La mujer, que vive en el centro del pueblo, no notó nada inusual durante la evacuación. Según relata su sobrina, que se encontraba de viaje y no pudo contactar con ella, la comunicación entre ambas se realiza en lengua de signos. Ninguna de las dos ha querido revelar su identidad. Mientras tanto, el resto de vecinos abandonaba el municipio en medio del caos, con el humo cubriendo las calles y la incertidumbre sobre el avance de las llamas.
María Sales, de 80 años y vecina de La Vilavella, recuerda cómo la rutina se rompió de golpe. Tras escuchar el bullicio en la calle, salió y vio el humo avanzar. Muchos huyeron con lo puesto, como Rosario Borrás, que perdió sus zapatillas al salir corriendo y ni siquiera pudo recoger sus medicinas. El ambiente, según los testimonios, recordaba a una evacuación en tiempos de guerra. Los desalojados se repartieron entre polideportivos y casas de familiares en localidades cercanas.
Mientras el pueblo quedaba vacío, la mujer sorda seguía en su casa, viendo imágenes del incendio en la televisión pero sin comprender la gravedad de la situación, ya que no podía oír la narración. Pasó el fin de semana aislada, sin saber que las calles estaban desiertas y que el fuego había llegado hasta la puerta del colegio, donde los bomberos lograron frenar el avance de las llamas. El lunes, al salir de casa para ir al mercado, se topó con dos policías sorprendidos de verla. Fue entonces cuando lograron contactar con su familia y la trasladaron al polideportivo de Nules, donde se reunieron los vecinos más mayores.

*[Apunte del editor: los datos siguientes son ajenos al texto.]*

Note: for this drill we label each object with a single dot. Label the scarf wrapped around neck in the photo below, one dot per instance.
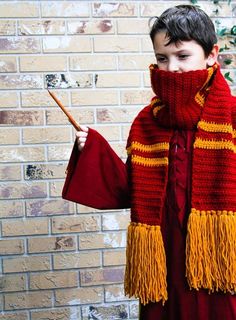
(198, 100)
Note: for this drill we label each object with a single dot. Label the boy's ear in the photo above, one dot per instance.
(212, 58)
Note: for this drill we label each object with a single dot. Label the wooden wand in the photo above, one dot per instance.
(69, 116)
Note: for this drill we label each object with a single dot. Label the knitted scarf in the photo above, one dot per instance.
(197, 99)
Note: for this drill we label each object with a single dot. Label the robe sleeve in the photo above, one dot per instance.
(96, 177)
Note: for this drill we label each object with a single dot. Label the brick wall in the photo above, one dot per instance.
(60, 260)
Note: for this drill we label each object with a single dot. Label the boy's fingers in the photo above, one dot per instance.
(83, 129)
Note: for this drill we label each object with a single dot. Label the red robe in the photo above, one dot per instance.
(98, 178)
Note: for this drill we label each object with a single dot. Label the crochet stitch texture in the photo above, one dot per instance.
(197, 99)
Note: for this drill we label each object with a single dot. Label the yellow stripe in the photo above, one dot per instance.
(163, 146)
(150, 162)
(213, 212)
(216, 127)
(214, 144)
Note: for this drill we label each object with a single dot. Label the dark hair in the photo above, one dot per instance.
(184, 23)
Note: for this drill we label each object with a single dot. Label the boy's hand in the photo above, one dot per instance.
(81, 137)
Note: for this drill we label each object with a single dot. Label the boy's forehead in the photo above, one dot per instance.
(161, 42)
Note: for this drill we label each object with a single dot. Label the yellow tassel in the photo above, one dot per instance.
(145, 275)
(211, 250)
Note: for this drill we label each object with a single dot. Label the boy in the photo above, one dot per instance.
(179, 178)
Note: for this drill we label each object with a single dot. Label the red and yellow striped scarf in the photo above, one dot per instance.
(198, 99)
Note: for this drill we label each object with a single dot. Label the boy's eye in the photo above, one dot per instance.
(183, 56)
(161, 59)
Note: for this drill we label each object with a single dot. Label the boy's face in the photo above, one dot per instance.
(183, 56)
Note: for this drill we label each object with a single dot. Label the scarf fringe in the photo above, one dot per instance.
(145, 276)
(211, 250)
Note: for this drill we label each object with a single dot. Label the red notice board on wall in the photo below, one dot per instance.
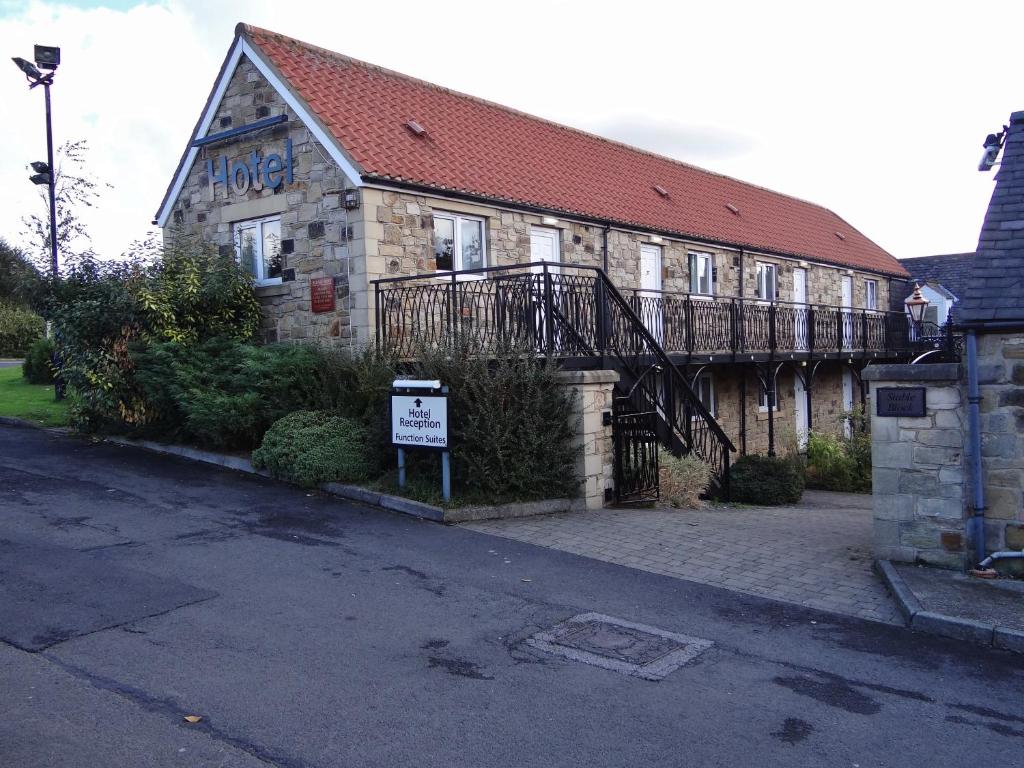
(322, 294)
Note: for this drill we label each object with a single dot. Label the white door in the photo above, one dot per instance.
(847, 399)
(800, 308)
(800, 410)
(544, 247)
(847, 304)
(649, 307)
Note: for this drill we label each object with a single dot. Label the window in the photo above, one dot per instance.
(704, 388)
(870, 294)
(763, 398)
(258, 246)
(701, 273)
(458, 243)
(767, 282)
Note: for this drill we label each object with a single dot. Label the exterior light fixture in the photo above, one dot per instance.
(915, 305)
(47, 56)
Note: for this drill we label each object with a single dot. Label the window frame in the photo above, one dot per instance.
(696, 387)
(259, 278)
(871, 294)
(762, 268)
(763, 396)
(694, 258)
(456, 219)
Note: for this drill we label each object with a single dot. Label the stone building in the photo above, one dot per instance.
(991, 312)
(325, 174)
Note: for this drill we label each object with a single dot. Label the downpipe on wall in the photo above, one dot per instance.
(974, 448)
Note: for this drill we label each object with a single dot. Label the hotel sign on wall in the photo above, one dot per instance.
(255, 172)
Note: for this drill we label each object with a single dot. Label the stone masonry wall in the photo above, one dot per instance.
(595, 468)
(321, 241)
(919, 470)
(1000, 374)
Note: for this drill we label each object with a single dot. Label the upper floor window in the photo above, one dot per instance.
(459, 242)
(767, 282)
(870, 294)
(701, 273)
(257, 243)
(704, 388)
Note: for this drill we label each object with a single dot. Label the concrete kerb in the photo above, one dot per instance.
(919, 620)
(361, 495)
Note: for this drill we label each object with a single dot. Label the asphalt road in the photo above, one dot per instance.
(136, 589)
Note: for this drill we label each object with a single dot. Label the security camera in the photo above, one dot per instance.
(993, 142)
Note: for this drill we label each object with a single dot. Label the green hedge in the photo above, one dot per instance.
(308, 448)
(767, 480)
(38, 368)
(18, 329)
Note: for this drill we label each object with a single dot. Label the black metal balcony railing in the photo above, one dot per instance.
(559, 310)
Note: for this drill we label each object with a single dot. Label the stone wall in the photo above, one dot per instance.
(919, 469)
(320, 238)
(1000, 374)
(595, 465)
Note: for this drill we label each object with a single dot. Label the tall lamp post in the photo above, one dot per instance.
(47, 57)
(915, 305)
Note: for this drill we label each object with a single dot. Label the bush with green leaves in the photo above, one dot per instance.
(18, 329)
(309, 448)
(38, 367)
(222, 393)
(185, 293)
(765, 480)
(683, 479)
(508, 424)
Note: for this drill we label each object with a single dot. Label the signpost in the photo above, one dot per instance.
(419, 419)
(900, 401)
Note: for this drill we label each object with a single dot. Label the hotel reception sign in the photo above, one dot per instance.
(419, 421)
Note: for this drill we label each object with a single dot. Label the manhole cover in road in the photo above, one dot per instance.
(631, 648)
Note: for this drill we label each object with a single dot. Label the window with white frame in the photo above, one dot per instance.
(701, 273)
(257, 243)
(459, 242)
(767, 281)
(704, 388)
(764, 399)
(870, 294)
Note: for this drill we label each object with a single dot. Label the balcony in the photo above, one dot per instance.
(564, 311)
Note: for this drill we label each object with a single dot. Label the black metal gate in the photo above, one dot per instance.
(636, 446)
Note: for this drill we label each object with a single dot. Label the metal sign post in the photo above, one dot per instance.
(419, 419)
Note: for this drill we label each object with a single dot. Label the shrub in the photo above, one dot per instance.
(508, 424)
(37, 368)
(308, 448)
(768, 480)
(683, 479)
(221, 392)
(18, 329)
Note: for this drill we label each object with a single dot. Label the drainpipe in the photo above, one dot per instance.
(974, 443)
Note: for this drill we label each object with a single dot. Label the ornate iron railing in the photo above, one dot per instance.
(689, 324)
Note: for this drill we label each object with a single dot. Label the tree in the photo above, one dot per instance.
(75, 190)
(19, 280)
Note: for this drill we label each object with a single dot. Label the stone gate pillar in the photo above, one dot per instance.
(919, 473)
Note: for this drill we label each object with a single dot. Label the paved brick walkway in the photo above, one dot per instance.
(816, 554)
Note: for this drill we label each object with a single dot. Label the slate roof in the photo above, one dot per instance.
(995, 286)
(481, 150)
(948, 269)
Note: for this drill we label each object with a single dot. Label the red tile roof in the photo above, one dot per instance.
(480, 148)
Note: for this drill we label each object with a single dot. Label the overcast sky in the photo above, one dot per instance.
(875, 110)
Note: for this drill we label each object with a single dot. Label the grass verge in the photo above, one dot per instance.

En el refugio improvisado, la mujer fue informada de lo ocurrido y de cómo el incendio sorprendió a quienes vivían cerca de la ladera. Omar Arnau, otro vecino, relató cómo las llamas se acercaron al pueblo en cuestión de minutos, obligando a pasar del confinamiento a la huida en menos de una hora. La mujer pudo regresar a su casa un día después, pero el regreso estuvo marcado por la desolación: la montaña se había convertido en una ladera de ceniza y el aire seguía siendo irrespirable. Muchos vecinos aún no han podido volver, y cerca de 7.000 personas permanecen desalojadas, a la espera de que las autoridades permitan el retorno cuando la situación lo permita.
Este caso recuerda a otros episodios recientes en España, donde los incendios han obligado a evacuaciones masivas y han puesto a prueba los sistemas de emergencia. En situaciones similares, como la que afectó a Zaragoza y Navarra, miles de personas también tuvieron que abandonar sus hogares y regresar bajo estricta vigilancia, según se detalla en el seguimiento de las evacuaciones tras el incendio de Orés. La experiencia de La Vilavella subraya la necesidad de adaptar las alertas a personas con discapacidad auditiva y revisar los protocolos para garantizar que nadie quede fuera de los avisos en situaciones críticas.
En España, los sistemas de alerta de emergencia suelen combinar avisos sonoros, mensajes a móviles y actuaciones presenciales de la policía local. Sin embargo, la dependencia de señales acústicas puede dejar fuera a colectivos vulnerables, como personas sordas o con movilidad reducida. La legislación nacional exige a los municipios contar con planes de emergencia inclusivos, pero la aplicación práctica varía según la localidad. El caso de La Vilavella pone sobre la mesa la importancia de reforzar la accesibilidad y la coordinación entre servicios para evitar situaciones de aislamiento en futuras emergencias.